For easier and less intimidating viewing, better use a bigger display. Unless you're watching a video or recalling something

5. Conditional Probability

5.1 Basic Definitions

Two fair dice are rolled one after another. As the dice are fair, we assume a uniform probability model, where each of the 36 possible outcomes has a probability of $\tfrac{1}{36}$. Let $A$ be the event that "both rolled numbers are even". There are exactly 9 outcomes that satisfy $A$, so the probability of $A$ is $\tfrac{9}{36} = \tfrac{1}{4}$.Now, suppose you have the opportunity to see the result on the first die before rolling the second one, and define $B$ as the event "the number on the first die is even". Clearly, if $B$ does not occur (i.e., the first die shows an odd number), then $A$ cannot occur.

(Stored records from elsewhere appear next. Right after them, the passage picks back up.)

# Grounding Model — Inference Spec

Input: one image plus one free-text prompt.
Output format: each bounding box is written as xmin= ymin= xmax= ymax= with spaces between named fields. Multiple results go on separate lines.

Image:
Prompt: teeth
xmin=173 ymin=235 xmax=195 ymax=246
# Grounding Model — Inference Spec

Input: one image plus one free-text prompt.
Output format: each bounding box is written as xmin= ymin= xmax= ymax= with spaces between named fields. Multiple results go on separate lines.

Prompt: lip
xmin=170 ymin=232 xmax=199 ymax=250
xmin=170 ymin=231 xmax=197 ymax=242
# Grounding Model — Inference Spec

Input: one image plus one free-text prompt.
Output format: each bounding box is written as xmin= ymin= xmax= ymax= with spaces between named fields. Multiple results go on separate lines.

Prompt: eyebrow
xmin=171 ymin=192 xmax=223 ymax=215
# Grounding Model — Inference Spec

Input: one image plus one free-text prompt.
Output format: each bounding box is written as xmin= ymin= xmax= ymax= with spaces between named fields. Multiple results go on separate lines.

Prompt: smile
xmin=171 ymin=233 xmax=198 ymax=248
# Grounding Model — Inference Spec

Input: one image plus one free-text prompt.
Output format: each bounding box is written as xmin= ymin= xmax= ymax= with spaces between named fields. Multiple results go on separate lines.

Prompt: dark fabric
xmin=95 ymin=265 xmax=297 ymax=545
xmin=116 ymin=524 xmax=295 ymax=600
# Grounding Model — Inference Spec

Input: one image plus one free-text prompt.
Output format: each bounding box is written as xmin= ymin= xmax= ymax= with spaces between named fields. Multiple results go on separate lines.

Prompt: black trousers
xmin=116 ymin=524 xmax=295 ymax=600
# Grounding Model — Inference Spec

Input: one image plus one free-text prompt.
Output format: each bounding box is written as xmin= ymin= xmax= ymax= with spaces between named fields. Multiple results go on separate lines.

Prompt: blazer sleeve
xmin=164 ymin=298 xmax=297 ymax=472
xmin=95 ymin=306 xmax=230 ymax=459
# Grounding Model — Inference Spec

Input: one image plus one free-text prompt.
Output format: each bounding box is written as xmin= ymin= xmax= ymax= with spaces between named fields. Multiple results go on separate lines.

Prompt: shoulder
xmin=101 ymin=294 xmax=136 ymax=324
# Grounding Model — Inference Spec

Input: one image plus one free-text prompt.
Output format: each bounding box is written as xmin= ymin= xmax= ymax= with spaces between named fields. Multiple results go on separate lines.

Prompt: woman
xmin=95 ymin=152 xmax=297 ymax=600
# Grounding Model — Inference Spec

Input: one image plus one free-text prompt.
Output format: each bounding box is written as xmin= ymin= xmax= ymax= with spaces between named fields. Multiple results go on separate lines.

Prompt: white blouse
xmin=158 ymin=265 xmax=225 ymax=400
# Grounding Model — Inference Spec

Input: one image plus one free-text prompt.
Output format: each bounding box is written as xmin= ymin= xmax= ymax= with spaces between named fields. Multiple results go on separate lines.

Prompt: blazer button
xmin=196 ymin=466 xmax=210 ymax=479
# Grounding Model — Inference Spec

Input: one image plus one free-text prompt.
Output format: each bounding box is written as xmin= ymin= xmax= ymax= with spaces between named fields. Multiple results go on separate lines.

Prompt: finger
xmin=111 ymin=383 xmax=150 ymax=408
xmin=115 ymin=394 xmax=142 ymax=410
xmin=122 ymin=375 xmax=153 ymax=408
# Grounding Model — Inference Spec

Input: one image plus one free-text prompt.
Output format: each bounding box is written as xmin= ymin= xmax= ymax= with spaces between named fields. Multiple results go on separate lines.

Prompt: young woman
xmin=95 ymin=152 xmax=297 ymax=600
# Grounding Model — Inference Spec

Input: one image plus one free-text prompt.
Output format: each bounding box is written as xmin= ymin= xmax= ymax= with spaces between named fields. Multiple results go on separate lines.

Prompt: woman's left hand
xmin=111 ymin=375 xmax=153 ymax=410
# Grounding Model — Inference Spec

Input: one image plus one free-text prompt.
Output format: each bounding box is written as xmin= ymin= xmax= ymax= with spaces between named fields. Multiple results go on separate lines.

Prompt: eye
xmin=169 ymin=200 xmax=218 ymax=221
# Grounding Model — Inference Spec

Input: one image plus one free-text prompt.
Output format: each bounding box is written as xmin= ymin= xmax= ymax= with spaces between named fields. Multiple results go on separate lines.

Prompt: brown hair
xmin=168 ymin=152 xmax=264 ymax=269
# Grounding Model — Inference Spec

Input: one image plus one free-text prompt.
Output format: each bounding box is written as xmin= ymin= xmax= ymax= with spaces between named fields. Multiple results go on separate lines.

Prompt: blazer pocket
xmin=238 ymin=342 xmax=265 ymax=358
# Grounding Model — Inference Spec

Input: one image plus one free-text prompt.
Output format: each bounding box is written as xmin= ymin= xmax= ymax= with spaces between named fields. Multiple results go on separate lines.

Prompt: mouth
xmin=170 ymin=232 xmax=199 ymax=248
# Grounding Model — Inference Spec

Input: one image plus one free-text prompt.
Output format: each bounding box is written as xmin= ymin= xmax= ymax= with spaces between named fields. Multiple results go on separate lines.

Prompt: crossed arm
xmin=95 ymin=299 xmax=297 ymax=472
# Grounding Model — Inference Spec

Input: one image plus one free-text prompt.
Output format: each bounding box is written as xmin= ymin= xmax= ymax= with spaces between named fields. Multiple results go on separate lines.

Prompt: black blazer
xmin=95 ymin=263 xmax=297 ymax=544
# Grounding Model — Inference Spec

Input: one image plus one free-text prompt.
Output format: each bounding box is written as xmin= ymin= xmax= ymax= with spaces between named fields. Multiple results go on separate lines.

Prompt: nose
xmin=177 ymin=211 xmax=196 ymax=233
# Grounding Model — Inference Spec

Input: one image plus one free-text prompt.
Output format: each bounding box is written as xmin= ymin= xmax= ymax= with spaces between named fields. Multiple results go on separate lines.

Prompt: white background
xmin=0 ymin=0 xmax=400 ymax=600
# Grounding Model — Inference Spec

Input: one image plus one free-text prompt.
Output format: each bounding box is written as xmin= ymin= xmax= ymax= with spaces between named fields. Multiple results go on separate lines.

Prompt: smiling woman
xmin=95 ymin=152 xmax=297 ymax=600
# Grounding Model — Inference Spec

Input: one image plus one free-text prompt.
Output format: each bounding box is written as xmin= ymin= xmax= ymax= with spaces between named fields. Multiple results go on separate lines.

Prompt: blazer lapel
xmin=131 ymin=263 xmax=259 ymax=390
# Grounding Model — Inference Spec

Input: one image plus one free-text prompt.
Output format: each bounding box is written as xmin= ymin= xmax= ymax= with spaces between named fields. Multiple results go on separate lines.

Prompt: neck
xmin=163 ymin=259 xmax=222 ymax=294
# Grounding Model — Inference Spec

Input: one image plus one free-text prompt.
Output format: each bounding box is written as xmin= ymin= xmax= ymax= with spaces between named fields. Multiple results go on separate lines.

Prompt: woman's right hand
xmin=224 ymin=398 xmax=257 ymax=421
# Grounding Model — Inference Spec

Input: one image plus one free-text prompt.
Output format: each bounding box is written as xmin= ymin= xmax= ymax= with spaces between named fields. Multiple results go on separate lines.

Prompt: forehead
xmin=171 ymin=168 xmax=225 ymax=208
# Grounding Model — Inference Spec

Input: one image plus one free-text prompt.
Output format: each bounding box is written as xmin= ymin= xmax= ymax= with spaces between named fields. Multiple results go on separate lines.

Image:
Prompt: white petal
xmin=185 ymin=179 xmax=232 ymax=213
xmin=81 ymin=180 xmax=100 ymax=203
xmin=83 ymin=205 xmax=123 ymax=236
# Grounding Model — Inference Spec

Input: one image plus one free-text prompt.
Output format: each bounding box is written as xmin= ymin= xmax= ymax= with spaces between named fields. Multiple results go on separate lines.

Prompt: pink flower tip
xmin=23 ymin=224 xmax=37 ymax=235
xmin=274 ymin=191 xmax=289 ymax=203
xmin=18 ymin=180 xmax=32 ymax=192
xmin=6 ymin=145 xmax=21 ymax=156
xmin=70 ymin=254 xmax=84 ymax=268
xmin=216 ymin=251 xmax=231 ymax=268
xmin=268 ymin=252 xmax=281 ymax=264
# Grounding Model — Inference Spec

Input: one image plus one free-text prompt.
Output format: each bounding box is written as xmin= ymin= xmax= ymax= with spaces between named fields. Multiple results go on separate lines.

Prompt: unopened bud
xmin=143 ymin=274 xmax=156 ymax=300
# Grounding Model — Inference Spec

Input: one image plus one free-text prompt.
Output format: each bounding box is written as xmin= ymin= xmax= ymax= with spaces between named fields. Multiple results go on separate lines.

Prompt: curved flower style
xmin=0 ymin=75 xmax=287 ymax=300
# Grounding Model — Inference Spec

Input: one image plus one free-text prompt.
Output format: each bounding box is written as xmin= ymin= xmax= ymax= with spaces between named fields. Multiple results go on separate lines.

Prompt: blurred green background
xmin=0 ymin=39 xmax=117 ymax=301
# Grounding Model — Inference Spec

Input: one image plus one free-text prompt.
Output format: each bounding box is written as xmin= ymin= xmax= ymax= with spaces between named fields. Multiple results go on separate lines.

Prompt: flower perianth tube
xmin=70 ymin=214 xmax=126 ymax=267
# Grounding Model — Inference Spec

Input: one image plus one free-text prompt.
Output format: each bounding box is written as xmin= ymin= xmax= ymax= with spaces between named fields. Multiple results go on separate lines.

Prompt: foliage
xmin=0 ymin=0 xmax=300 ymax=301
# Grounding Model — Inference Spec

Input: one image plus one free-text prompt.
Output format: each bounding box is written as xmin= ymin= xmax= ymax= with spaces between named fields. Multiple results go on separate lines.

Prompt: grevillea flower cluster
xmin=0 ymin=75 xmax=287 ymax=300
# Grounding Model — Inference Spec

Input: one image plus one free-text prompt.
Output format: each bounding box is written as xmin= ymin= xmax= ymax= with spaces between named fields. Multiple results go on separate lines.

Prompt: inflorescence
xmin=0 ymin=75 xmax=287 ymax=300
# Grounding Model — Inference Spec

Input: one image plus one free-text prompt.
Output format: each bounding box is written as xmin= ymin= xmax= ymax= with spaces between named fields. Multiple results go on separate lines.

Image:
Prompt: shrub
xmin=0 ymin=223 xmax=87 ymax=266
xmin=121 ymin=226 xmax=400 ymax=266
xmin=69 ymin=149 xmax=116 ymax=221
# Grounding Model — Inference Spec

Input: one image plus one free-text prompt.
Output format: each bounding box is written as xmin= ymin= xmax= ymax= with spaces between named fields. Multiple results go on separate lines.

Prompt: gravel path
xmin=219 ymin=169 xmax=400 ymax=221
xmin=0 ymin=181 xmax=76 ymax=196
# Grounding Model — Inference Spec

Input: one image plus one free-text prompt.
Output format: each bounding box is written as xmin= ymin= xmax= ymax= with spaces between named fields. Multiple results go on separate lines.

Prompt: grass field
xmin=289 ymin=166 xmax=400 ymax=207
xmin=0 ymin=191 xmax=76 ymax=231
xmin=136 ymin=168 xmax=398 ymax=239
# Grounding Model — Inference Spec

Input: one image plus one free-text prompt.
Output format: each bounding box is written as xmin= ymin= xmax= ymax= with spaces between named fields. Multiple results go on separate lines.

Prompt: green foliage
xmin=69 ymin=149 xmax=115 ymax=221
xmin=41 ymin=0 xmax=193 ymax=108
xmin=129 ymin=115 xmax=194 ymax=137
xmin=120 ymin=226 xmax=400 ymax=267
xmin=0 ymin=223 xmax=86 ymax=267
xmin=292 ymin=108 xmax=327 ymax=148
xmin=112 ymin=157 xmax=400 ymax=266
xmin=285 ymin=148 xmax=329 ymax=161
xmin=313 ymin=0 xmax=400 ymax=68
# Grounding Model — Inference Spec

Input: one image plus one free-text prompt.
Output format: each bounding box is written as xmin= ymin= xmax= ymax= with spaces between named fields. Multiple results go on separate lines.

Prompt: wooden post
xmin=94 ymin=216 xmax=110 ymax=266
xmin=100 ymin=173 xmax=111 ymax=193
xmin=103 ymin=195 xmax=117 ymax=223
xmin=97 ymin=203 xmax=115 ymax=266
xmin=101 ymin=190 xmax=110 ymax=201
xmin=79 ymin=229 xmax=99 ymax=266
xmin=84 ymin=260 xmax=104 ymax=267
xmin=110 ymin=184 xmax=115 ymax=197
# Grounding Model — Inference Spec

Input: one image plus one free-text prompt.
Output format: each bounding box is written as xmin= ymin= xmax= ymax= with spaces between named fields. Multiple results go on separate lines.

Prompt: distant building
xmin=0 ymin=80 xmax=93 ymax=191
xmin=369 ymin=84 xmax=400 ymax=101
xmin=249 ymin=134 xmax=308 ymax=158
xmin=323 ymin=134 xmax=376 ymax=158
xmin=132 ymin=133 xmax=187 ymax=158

Conversely, if $B$ does occur, the probability that $A$ will also occur (i.e., the second die shows an even number) is $\tfrac{1}{2}$. Thus, the probability of $A$ happening seems to depend on whether $B$ occurs...

However, this is not the case. The crucial thing to consider here is how the question is framed: are we interested in the probability of event $A$ alone, or are we considering "the probability of $A$ given $B$"? These are technically different questions (both are valid and could be of interest to someone), and so no wonder they have different numerical answers. Speaking more generally, the scenario where we are interested in the probability of something given something else is quite common. Therefore, let's introduce a few definitions to formalize discussions of this nature.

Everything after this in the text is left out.